In step S30, after the extraction process of step S20 is completed, the ammonium thiocyanate solution (aqueous phase) and the oil phase extractant (oil phase) are allowed to stand until the ammonium thiocyanate solution (aqueous phase) and the oil phase extractant (oil phase) in the extraction tank 30 are separated from each other, and the ammonium thiocyanate solution and the oil phase extractant are taken out separately and subjected to back extraction to obtain the first metal ions and the second metal ions. Since the extraction procedure of step S20 can achieve a purity of about 99.9% by only one-stage extraction, the high-purity metal can be obtained by directly back-extracting the extracted ammonium thiocyanate solution and the oil phase extractant.
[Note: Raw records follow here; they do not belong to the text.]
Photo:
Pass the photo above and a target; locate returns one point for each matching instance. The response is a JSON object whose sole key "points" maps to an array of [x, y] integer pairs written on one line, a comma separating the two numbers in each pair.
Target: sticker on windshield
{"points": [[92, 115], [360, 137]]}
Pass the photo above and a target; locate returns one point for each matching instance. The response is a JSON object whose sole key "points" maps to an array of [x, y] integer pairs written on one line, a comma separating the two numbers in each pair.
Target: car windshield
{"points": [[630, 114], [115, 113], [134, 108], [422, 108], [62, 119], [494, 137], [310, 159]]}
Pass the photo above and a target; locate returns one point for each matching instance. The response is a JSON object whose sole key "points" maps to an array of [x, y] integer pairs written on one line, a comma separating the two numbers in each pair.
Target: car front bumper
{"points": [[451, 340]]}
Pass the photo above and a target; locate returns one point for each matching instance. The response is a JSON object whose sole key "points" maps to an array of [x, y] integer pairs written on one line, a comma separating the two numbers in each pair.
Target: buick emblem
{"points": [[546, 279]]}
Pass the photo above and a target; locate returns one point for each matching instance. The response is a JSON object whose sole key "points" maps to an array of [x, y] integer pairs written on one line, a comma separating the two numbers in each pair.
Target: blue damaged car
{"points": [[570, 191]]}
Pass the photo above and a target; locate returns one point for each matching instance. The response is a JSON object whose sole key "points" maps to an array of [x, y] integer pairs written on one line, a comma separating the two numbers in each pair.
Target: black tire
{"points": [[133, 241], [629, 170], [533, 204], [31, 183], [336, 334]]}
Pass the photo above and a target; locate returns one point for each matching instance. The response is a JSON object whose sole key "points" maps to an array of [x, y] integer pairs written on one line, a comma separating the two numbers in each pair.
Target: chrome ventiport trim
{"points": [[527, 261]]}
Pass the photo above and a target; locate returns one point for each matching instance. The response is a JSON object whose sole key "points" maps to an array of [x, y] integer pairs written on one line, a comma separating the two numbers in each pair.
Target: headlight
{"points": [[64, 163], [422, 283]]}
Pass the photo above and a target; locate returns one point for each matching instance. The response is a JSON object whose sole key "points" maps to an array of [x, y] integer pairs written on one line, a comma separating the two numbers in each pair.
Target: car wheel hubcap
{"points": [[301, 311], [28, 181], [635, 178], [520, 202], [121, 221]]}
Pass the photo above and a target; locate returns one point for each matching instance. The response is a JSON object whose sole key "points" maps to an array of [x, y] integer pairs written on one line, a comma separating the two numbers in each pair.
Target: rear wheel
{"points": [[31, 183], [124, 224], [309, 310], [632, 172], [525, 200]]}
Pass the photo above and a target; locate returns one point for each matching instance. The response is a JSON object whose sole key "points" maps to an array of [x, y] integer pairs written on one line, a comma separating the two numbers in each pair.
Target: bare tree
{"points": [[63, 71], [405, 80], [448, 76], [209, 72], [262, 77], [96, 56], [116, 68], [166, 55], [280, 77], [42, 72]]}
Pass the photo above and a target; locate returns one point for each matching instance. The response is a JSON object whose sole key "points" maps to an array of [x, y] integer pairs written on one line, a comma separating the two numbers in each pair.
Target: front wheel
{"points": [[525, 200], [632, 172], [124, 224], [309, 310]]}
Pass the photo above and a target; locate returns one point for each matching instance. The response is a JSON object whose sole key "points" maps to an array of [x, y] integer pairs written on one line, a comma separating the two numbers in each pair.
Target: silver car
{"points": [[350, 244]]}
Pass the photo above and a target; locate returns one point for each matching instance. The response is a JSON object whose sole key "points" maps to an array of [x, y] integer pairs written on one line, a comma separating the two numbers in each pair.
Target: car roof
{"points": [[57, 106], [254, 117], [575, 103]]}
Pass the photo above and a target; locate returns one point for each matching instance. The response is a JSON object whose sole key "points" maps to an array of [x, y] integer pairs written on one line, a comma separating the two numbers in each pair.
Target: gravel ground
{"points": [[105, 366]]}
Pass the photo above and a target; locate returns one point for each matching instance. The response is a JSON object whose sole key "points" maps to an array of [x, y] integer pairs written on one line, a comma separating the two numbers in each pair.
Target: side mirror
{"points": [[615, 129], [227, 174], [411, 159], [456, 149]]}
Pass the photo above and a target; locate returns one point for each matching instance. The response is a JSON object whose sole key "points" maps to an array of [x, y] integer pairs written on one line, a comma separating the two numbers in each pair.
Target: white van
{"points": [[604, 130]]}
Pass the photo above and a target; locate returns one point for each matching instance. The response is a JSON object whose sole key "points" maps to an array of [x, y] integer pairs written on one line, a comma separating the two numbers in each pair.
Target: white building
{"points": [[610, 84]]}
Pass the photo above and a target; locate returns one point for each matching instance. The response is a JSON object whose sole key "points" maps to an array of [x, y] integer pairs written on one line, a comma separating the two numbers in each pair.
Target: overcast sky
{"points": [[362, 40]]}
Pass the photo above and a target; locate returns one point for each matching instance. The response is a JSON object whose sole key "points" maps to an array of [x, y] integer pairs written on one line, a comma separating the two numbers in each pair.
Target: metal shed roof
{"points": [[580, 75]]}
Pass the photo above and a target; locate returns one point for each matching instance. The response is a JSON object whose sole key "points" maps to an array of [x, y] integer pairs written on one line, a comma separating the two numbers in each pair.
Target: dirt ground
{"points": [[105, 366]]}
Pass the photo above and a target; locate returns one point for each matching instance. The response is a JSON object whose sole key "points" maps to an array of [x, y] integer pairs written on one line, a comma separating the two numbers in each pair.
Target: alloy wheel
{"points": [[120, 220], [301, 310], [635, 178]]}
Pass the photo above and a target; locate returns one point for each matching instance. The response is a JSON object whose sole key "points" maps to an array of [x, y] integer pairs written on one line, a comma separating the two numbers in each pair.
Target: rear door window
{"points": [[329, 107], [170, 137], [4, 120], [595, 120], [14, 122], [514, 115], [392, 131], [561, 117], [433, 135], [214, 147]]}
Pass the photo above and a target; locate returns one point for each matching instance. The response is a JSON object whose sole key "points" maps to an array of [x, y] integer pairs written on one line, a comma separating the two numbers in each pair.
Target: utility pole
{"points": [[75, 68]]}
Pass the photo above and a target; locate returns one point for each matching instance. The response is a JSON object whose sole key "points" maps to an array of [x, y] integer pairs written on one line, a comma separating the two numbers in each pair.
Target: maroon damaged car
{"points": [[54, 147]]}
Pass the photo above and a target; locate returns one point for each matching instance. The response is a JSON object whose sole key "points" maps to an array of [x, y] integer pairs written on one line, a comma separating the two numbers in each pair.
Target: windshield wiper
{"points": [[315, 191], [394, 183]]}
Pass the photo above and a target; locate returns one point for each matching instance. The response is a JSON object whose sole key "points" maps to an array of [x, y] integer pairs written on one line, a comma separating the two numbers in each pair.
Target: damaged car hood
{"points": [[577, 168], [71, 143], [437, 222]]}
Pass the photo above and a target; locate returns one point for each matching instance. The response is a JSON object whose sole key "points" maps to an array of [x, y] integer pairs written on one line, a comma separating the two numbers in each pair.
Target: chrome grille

The back extraction can be carried out in a conventional manner, for example, for the oil phase extractant, sulfuric acid can be added into the oil phase extractant, and the mixture is stirred, mixed and clarified to enable the sulfuric acid and metal ions in the oil phase extractant to form a sulfate solution. For the aqueous phase complexing agent (ammonium thiocyanate solution), the oil phase extractant may be stirred, mixed and clarified at a suitable pH (e.g., 4.5) to extract the metal ions in the aqueous phase complexing agent into the oil phase, and then the sulfate solution may be obtained in the same manner as described above for the oil phase extractant. Since the stripping can be completed within several minutes, the time required for recovering the metal can be greatly reduced, and the recovery efficiency can be improved.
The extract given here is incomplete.